Tool | Laptop | Desktop | Ratio |
---|---|---|---|
ChipWhisperer | 1109 | 840 | 1.3 |
Daredevil | 128 | 54 | 2.4 |
Inspector | 124 | 73 | 1.7 |
Jlsca, incremental correlation | 60 | 32 | 2.2 |
Jlsca, conditional averaging | 19 | 11 | 1.7 |
- Runtime shown in seconds
- Ratio column shows the speedup factor from moving to a more powerful platform
- Daredevil, Inspector and ChipWhisperer implement incremental correlation computation
- For ChipWhisperer, the two available non-accelerated versions took on a laptop 1 hour 14 minutes (Progressive) and 2 hours (Simple).
- Number of threads chosen for fastest execution:
- for Daredevil, Jlsca and Inspector, number of physical cores x2 (assuming hyperthreading is on)

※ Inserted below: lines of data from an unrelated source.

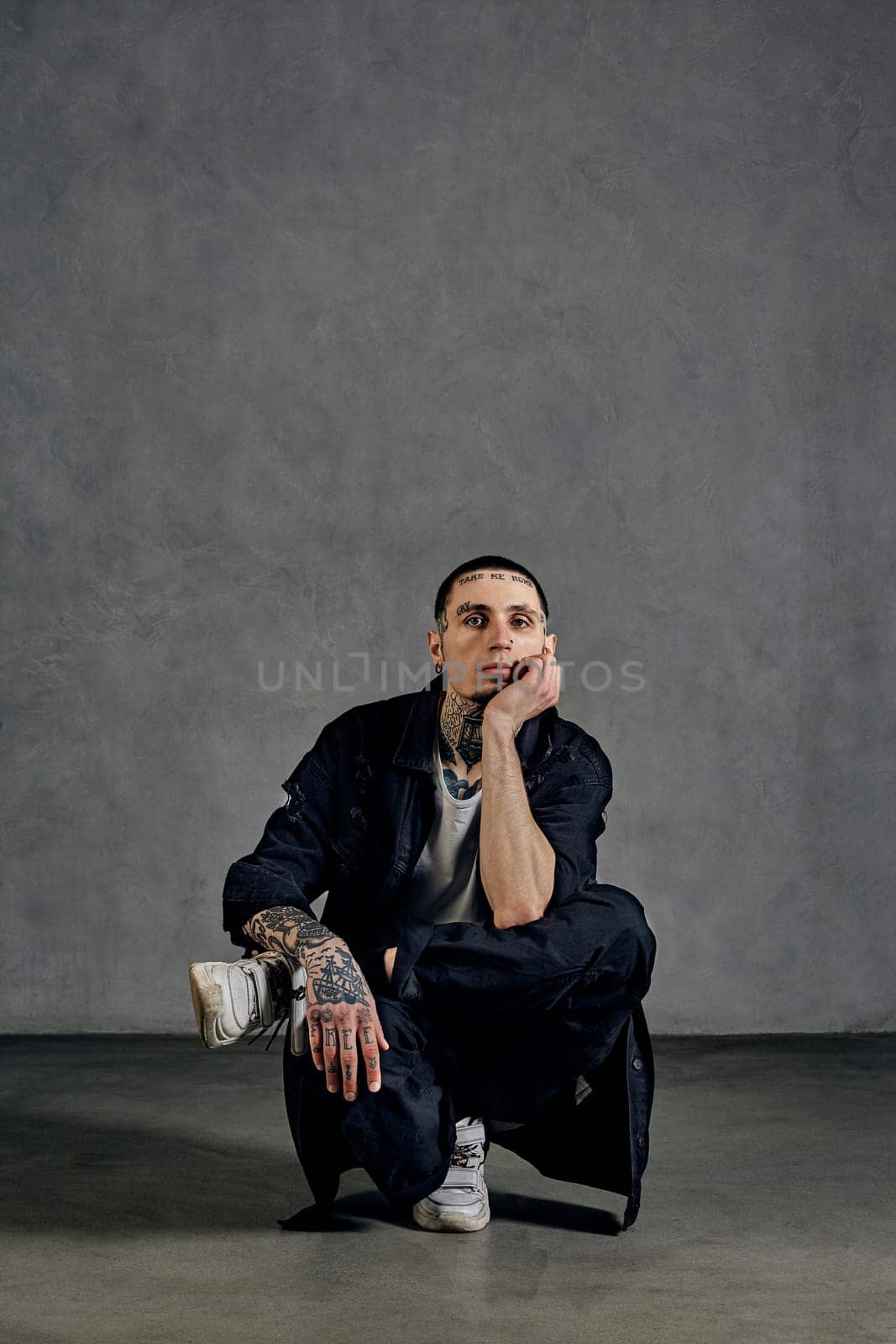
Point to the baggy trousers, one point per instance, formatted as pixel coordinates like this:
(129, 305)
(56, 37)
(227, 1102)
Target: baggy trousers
(481, 1021)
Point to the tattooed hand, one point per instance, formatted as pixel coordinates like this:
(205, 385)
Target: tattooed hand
(344, 1032)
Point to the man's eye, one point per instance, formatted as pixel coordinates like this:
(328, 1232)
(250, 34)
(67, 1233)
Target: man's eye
(481, 618)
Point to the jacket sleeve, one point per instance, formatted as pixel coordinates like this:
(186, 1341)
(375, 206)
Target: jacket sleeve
(571, 819)
(291, 864)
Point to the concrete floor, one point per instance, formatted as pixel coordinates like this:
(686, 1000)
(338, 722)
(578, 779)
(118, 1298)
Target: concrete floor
(144, 1178)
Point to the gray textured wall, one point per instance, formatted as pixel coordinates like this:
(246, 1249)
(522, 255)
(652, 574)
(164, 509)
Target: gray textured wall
(305, 304)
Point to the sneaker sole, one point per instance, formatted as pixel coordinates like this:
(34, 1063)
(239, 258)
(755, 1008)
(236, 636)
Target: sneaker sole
(457, 1222)
(208, 1001)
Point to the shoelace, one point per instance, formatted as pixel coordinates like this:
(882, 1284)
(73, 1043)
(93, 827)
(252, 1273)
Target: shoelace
(282, 1000)
(463, 1152)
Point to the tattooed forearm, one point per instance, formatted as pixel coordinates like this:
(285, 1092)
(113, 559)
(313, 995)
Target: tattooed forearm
(289, 931)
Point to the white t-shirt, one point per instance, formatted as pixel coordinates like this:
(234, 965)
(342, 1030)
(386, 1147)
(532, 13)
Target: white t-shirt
(445, 886)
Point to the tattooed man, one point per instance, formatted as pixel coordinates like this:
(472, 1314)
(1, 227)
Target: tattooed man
(468, 961)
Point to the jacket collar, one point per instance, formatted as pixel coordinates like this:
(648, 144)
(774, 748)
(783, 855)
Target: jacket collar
(533, 741)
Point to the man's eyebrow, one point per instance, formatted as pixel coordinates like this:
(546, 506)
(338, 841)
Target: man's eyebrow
(512, 606)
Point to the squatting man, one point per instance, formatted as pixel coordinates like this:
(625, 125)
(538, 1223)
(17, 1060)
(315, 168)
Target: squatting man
(483, 886)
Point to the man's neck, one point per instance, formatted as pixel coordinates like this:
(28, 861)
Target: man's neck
(461, 729)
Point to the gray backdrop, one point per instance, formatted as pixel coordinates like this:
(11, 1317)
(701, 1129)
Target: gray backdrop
(309, 302)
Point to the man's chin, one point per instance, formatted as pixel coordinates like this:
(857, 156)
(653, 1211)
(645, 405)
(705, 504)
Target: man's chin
(483, 694)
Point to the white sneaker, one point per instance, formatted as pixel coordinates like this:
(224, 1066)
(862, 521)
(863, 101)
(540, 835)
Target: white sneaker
(461, 1203)
(231, 998)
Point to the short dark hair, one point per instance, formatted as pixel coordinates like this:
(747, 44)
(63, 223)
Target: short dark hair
(484, 562)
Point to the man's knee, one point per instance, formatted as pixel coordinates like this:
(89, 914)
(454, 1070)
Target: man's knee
(625, 929)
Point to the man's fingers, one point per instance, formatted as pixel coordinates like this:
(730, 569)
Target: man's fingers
(316, 1038)
(369, 1055)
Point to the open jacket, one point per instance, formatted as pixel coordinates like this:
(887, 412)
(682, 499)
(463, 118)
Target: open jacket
(360, 806)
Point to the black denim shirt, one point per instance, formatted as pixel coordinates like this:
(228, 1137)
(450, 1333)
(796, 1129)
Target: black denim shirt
(360, 806)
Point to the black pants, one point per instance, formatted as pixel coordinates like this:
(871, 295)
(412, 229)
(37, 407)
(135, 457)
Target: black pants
(488, 1021)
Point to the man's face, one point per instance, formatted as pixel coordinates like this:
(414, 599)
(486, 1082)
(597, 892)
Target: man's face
(490, 617)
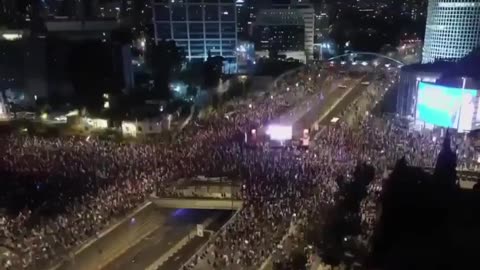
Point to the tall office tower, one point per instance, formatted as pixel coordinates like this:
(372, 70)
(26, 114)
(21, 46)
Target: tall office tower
(452, 31)
(200, 27)
(246, 14)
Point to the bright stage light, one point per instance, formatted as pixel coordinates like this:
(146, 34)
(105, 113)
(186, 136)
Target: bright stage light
(279, 132)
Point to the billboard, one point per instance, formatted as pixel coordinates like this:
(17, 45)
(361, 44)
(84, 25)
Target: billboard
(279, 132)
(446, 106)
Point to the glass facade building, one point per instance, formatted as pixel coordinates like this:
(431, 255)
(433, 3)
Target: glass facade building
(200, 27)
(453, 29)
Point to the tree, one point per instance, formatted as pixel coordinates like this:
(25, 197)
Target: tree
(164, 60)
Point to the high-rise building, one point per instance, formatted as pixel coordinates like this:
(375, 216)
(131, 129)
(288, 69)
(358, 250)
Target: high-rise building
(246, 14)
(452, 31)
(281, 30)
(200, 27)
(308, 13)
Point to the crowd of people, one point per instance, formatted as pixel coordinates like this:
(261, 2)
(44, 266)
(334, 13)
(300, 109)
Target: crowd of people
(59, 192)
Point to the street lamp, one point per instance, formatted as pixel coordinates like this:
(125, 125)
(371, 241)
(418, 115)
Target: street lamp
(243, 79)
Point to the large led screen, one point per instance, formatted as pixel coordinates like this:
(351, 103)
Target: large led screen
(446, 106)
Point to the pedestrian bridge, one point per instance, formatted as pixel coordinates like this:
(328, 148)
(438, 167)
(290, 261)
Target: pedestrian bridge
(197, 203)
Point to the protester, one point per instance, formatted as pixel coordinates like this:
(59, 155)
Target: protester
(59, 192)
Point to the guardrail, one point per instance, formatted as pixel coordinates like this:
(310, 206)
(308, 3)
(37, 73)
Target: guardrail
(212, 238)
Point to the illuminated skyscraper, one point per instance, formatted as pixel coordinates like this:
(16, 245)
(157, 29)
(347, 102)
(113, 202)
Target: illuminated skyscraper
(453, 29)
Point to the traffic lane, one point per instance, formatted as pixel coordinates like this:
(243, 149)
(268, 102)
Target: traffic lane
(149, 249)
(185, 253)
(343, 104)
(189, 250)
(110, 245)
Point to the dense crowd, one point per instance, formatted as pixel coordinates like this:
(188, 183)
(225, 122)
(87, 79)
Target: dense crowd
(60, 192)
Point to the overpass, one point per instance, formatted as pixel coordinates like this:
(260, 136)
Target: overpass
(213, 193)
(355, 54)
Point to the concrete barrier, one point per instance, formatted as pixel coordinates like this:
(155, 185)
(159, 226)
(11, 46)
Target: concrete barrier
(115, 241)
(212, 238)
(184, 241)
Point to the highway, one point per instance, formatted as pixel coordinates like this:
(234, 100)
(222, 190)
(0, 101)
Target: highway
(173, 229)
(195, 244)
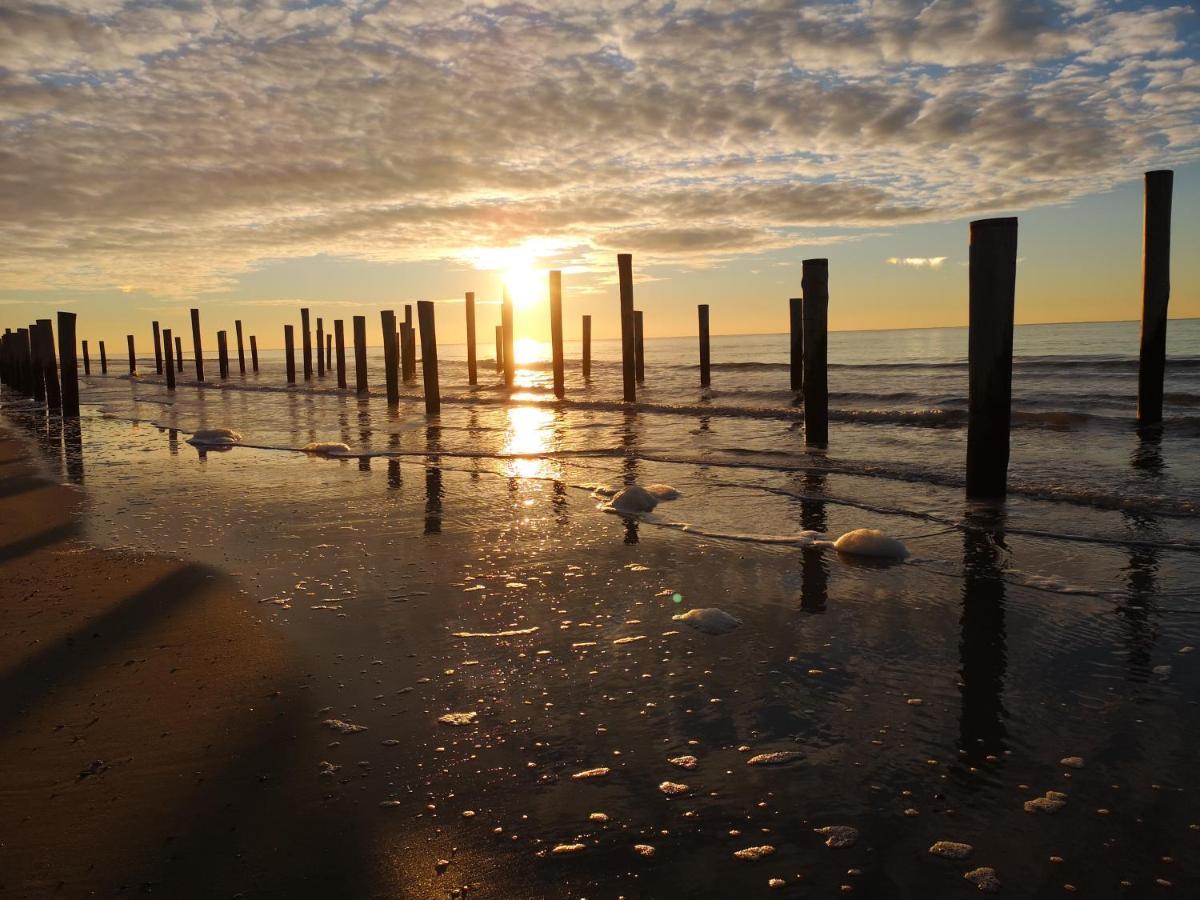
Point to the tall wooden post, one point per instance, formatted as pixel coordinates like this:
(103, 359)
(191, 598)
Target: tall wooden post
(429, 357)
(587, 346)
(360, 353)
(628, 371)
(289, 351)
(815, 286)
(67, 364)
(241, 351)
(321, 347)
(196, 345)
(556, 331)
(993, 287)
(306, 340)
(1156, 291)
(509, 340)
(472, 376)
(796, 319)
(390, 352)
(168, 359)
(340, 341)
(157, 348)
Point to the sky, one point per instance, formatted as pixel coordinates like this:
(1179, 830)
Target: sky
(249, 159)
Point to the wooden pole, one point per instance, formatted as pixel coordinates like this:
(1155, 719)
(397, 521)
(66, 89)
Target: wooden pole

- for Jlsca, for conditional averaging the number of threads does not matter
- Memory:
- in Daredevil config, max memory is set to physical RAM size minus 1 GB
- Windows vs Linux:
- Jlsca in Windows similar performance to Linux
- Daredevil on Windows (cygwin build) 30% slower than on Linux
Laptop: i5-3230M 2.6 GHz (dual-core), 4 GB 1600 MHz DDR3, HDD, Ubuntu 16.04 x64 4.4.0-116 / Windows 7 x64
Desktop: i7-6700 3.4 GHz (quad-core), 64 GB 2133 MHz DDR4, HDD, Ubunutu 16.04 x64 4.4.0-116 / Windows 7 x64
TurboBoost is on, normal room temperature.
Tool versions:
- Daredevil
897f602
, built with g++ 5.4.0-6ubuntu1~16.04.5 and run under Linux - Jlsca
6fa3f9bf
, run with julia 0.6.2 under Linux - ChipWhisperer
5ba1b1c
, C-accel built with g++ 5.4.0-6ubuntu1~16.04.5, run with Python 2.7.12 under Linux. In later commits the C-accelerated attack segfaults. - Inspector 4.12, run under Windows
Note that the same Jlsca code can run (with minimal additions) on a cluster of machines. This is not included here as it is quite a different setting, but described separately in this tutorial.